Karen Khachanov a rempli ce mercredi son statut de septième tête de série en battant Marton Fucsovics en trois sets, et sera le rival de Carlos Alcaraz ce jeudi en quarts de finale du Doha Open 500. Le Murcien et le Russe se sont affrontés lors de cinq matches précédents et la victoire est toujours revenue au phénomène El Palmar.

Khachanov termine ses matchs en se signant, qu’il gagne ou qu’il perde : « Je remercie Dieu, quoi qu’il arrive. » Depuis quatre ans, il se rend au Mont Athos, une péninsule de 33 000 hectares située dans la mer Égée.

Il s’agit d’un centre spirituel appartenant à l’Église orthodoxe grecque, vieille de plus de mille ans. Elle abrite 20 monastères et plus de 1 400 moines. « C’est l’île des saints. Toutes les différentes religions orthodoxes sont représentées. Chaque fois que j’y vais, je trouve la paix et la tranquillité. Je trouve ma spiritualité dans la religion », dit-il à MARCA.

Sa relation avec Pepo Clavet a pris fin

Le Moscovite, 17e du classement à 29 ans, a mis fin à la fin de la saison dernière à sa relation professionnelle avec l’entraîneur madrilène, Pepo Clavet, qui durait depuis 2020. Il travaille désormais avec le Croate Vedran Martic et Evgeny Donskoy. C’est Pepo qui lui a appris à jouer aux échecs.

Khachanov, titulaire d’une licence du RCT Barcelone, est venu à Barcelone pour la première fois en 2014. C’est parce que son entraîneur était Galo Blanco.

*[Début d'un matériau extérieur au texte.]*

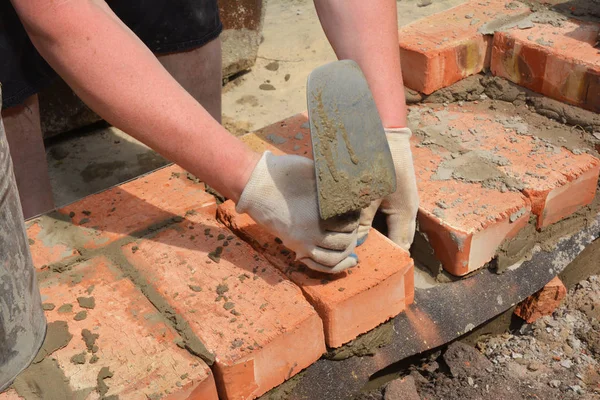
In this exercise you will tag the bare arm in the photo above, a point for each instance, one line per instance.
(367, 32)
(113, 72)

Il s’est entraîné avec son compatriote Andrey Rublev au 4Slam Tennis.

Le joueur de tennis moscovite adore se promener dans Barcelone et s’imprégner de l’architecture d’Antoni Gaudí : « J’aime aller au Parc Güell, à la Sagrada Familia, à la Casa Batlló. J’aime aussi aller à Montserrat. »

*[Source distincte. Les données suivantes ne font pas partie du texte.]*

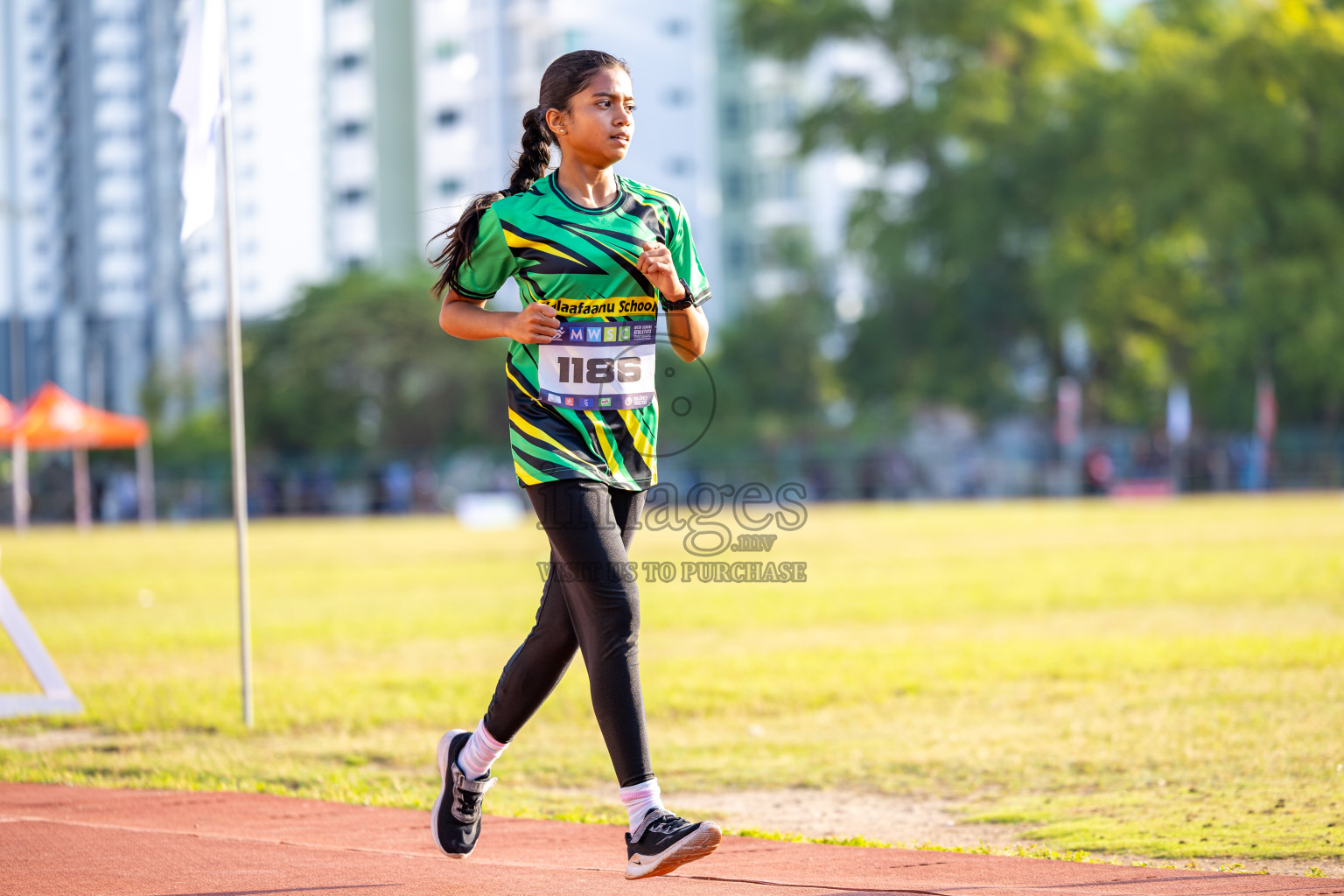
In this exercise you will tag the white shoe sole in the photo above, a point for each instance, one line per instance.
(687, 850)
(445, 785)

Karen a une attirance particulière pour la mer. C’est pourquoi, lorsqu’il a épousé Veronika Shkliaeva, ils ont choisi la plage de la capitale catalane pour célébrer leur mariage. « Nous voulions une bonne photo pour une journée aussi spéciale. Finalement, il a plu pendant trois jours, même si on dit que la pluie porte chance », se souvient-il. Le lien religieux existait auparavant en Russie. Veronika a une sœur jumelle, mariée au joueur de tennis biélorusse Ilya Ivashka.